I normally haven’t had a problem with this by just using something like:

local theRotation = theModel.rotation as eulerAngles

But when I started experimenting with painting models in the scene with the Object Paint tools, I’ve found that this method of calculating is incorrect. As you can see, those I simply copied, moved and rotated exported correctly–but all those part of an object paint stroke (yellow hilight) have inaccurate rotations.

The questions:

  1. How do I detect this incorrect orientation?
  2. How do I resolve it? (I’ve tried multiplying the angles by -1 or subtracting 180 in various attempts to get at the issue but I’m not getting the desired results).

Again, like always, all help is appreciated.

8 Replies

first of all you have to be sure that the max and your game engine have the same World Coordinate System.
second, you have to double check how the engine applies Euler Angles (the order of axis to set). The default max order is XYZ, but the order might be any and the result is different.

1 Reply
(@wallworm)
Joined: 11 months ago

Posts: 0

Denis… thanks for the response. Yes, the game engine and Max use the same coordinate system and XYZ order for most things (though there are some exceptions in this engine depending on the type of geometry… but that is irrelevent here).

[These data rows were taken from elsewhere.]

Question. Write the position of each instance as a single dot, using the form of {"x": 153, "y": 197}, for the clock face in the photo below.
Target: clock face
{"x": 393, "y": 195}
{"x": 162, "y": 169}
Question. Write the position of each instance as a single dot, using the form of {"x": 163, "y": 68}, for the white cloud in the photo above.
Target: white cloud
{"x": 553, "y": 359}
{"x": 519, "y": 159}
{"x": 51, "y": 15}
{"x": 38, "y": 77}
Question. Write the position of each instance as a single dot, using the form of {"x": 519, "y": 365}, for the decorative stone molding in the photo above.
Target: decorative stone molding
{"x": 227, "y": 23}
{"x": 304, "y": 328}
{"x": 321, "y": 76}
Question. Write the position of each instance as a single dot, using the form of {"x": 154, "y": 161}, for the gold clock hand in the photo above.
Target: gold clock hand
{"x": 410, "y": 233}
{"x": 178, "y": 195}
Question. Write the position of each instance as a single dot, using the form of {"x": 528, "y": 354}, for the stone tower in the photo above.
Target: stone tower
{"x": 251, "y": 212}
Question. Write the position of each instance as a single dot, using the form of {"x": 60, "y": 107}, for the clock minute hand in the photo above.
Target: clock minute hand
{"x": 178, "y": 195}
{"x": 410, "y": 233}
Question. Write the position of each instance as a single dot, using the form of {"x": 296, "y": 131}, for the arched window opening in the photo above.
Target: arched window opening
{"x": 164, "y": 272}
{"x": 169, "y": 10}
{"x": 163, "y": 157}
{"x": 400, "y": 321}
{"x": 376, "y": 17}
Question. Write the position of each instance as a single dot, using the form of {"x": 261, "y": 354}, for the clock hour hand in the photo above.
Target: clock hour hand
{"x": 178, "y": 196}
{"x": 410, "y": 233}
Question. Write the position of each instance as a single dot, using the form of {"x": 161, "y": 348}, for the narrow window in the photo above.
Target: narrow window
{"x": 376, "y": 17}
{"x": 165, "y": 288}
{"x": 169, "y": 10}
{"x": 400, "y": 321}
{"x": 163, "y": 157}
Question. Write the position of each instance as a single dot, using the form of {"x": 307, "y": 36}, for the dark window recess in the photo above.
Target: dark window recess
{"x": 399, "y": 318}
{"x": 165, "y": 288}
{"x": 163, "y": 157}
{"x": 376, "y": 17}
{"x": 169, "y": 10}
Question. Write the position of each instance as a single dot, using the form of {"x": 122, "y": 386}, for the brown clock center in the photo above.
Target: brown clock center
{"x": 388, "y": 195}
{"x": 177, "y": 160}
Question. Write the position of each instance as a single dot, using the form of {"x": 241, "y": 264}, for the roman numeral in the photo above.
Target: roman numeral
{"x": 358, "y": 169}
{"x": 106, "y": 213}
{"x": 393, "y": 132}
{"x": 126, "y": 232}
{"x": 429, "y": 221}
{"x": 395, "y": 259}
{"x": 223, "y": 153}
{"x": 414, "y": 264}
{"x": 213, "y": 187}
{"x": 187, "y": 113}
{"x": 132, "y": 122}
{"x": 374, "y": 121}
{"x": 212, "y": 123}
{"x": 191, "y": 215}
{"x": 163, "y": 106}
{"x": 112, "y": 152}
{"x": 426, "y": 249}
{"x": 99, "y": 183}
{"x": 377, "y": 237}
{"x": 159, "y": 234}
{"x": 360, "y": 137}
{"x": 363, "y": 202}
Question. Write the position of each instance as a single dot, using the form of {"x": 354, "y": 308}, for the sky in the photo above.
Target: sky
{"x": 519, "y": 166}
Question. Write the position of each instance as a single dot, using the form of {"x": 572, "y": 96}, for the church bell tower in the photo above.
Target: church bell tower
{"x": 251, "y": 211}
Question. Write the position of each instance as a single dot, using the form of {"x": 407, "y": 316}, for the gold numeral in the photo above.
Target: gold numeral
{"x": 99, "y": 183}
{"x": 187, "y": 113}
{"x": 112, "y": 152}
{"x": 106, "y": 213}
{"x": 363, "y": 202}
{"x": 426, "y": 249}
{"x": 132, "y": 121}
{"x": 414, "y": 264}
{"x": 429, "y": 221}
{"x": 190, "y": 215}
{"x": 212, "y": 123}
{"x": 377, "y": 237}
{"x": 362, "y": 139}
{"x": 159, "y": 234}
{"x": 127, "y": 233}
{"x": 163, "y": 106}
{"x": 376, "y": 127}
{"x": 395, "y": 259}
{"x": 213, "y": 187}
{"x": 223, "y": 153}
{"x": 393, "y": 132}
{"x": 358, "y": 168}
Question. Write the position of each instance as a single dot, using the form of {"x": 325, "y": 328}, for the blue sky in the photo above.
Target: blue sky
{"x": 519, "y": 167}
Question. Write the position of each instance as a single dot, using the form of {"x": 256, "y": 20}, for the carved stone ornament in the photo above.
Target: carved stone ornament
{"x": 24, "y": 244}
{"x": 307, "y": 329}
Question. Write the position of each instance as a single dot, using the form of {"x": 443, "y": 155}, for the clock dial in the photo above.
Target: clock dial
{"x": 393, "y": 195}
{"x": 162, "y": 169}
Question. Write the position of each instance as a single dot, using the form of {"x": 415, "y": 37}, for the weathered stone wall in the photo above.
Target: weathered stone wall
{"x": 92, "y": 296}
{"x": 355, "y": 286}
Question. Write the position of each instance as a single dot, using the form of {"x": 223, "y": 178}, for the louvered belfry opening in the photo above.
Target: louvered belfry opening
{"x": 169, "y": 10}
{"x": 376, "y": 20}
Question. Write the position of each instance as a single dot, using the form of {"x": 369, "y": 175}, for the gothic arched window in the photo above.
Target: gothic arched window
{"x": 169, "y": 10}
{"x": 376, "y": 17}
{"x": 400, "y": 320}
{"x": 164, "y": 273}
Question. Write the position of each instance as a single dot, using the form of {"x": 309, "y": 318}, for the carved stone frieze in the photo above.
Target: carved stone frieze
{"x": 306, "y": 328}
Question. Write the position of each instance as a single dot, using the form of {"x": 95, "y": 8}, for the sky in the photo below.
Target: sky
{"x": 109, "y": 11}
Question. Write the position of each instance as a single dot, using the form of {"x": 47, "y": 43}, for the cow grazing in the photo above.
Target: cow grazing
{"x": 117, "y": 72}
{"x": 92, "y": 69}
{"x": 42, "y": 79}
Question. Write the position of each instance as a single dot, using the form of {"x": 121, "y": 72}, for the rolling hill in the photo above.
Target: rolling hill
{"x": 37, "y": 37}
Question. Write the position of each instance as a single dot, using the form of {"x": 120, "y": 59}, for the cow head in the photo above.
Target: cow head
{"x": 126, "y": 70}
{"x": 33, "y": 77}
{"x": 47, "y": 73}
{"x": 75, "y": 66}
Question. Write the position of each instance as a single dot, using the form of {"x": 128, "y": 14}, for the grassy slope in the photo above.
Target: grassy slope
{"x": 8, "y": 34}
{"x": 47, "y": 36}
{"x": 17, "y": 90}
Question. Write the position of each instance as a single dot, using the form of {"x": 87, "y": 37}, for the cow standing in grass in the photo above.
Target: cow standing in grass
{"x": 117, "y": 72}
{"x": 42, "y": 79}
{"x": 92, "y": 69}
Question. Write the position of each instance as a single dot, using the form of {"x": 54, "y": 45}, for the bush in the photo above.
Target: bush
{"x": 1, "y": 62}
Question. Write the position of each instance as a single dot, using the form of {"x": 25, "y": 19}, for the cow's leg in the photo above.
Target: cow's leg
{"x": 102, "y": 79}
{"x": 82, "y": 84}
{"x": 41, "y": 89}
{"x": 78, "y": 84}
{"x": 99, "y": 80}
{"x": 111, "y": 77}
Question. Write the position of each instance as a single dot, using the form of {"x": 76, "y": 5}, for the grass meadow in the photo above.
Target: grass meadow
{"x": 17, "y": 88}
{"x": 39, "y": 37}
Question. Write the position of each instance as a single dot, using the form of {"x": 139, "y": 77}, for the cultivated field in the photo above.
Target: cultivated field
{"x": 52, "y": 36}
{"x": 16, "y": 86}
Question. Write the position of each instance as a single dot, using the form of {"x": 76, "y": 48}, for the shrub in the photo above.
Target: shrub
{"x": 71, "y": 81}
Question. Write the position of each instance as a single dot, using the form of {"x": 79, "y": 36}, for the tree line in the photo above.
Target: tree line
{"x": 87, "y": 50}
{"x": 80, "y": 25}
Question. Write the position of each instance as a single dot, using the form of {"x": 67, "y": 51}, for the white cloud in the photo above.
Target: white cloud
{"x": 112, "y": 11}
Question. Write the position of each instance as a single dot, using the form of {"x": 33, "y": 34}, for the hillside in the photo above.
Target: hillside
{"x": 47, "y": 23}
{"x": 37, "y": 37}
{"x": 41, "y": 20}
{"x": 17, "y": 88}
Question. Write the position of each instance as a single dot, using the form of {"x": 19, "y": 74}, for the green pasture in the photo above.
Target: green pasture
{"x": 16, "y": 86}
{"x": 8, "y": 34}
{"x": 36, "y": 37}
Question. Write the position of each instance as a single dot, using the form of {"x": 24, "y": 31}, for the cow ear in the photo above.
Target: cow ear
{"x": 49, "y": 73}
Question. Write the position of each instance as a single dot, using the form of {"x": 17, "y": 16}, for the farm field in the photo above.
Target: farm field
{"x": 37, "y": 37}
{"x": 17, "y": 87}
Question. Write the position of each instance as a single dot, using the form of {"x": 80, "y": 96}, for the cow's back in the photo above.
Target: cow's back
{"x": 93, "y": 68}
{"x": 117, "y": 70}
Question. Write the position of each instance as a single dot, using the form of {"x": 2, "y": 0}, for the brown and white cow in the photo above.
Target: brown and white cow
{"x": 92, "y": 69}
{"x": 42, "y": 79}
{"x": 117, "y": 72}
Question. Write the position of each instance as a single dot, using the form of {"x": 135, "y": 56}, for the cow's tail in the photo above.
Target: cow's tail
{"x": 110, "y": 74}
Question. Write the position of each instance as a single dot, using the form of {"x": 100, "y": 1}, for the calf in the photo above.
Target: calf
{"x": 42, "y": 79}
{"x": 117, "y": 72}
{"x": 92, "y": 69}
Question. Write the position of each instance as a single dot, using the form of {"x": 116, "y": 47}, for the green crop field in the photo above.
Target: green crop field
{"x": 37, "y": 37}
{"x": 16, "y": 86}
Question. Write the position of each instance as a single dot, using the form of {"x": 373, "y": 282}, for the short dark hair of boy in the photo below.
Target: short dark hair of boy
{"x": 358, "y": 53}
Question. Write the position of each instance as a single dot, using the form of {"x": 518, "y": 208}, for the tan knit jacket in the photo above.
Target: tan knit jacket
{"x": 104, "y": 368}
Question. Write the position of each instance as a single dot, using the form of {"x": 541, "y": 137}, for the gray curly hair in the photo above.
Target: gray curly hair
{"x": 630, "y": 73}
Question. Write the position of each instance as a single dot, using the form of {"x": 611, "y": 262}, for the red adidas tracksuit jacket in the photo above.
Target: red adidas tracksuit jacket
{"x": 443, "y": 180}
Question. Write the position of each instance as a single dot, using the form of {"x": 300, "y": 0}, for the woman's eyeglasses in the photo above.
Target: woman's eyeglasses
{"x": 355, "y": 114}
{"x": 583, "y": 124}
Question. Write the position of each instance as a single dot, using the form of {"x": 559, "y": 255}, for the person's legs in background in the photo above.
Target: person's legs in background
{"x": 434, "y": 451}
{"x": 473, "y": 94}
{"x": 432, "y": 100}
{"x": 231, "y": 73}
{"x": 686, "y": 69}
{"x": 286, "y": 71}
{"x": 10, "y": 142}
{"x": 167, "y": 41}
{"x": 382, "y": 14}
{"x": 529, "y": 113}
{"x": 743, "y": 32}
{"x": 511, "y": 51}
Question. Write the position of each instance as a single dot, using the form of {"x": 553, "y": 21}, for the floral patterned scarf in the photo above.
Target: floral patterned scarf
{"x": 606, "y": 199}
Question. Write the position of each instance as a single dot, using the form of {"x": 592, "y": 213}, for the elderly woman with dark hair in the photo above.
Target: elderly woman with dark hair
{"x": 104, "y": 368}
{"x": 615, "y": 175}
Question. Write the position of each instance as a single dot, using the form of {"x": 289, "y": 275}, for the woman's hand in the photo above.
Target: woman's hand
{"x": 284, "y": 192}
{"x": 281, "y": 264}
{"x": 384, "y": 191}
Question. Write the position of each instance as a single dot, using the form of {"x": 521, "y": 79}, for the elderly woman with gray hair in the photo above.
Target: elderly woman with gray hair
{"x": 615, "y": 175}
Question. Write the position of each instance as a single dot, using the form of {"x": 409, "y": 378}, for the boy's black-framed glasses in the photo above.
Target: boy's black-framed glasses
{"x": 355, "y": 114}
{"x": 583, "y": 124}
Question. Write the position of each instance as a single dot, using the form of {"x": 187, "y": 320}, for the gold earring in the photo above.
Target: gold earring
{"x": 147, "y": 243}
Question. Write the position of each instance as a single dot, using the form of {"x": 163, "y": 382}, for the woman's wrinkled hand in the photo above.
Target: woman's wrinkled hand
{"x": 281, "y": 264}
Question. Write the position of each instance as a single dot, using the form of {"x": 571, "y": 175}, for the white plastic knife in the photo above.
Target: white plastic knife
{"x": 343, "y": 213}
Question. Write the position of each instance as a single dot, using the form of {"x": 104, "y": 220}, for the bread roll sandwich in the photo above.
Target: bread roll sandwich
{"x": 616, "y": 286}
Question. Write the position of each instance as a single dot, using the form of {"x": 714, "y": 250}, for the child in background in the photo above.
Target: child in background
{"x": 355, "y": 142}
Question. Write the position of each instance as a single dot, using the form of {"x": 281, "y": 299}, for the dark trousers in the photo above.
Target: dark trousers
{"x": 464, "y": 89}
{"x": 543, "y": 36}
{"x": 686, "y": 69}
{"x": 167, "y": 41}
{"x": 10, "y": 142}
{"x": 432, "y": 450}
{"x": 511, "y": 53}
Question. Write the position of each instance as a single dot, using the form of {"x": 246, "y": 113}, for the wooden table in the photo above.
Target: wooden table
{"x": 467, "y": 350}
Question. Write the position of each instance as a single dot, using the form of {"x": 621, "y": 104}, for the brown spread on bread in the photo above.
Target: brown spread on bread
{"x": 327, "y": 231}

Notice that the problem is that the rotations I’ve extracted are correct for models I’ve placed manually and/or copied/rotated manually. The incorrect rotations seem to be when I’ve painted those objects with the Object Paint tool in the Graphite toolbar. Suddenly, the rotations are entirely incorrect… even though… if I switch to local coordsys in Max and select a model I oriented to match one that is in the Paint stroke–their local XYZ aligns. But the one in the stroke reports a completely different set of numbers or the eulerAngles and is always flipped in my export.

try to get rotation as:


   local theRotation = theModel.transform.rotation as eulerAngles
   

is it the same as


   theModel.transform.rotation as eulerAngles
   

in your case?

Hi, Shawn!
Do you tried with resetXform modifier?

I did try once with Reset XForm (that was one of my first guesses) but it didn’t seem to work. I also tried using theModel.transform.rotation instead of theModel.rotation … but the results were identical.

It seems very odd… because the rotations are always correct when I manually move/rotate the objects… but the ones that are painted into the scene with Object Paint change things in some fashion that I cannot “cancel out”.

I’m pretty sure I know the problem now. The Object Paint function automatically gives all objects a negative scale [-1,-1,-1].

So I have two questions:

  1. How do I account for this? In other words, how would I output the rotation values of the object such that it was oriented as it is in the scene but as if it had a positive scale?

  2. Why would Autodesk do it this way? I have always heard that you should never negatively scale things in Max. In fact, when looking up a solution I found Bobo stating just that:

Of course, one should NEVER scale negatively in Max, but that’s another story.

1 Reply
(@denist)
Joined: 11 months ago

Posts: 0

object paint… what tool is it? is it one of max built-in?

Object Paint is in the Graphite Modeling toolbar of Max 2011-2013. It’s a really cool tool that really works well for some of the things I’m working on–except for this dilemma!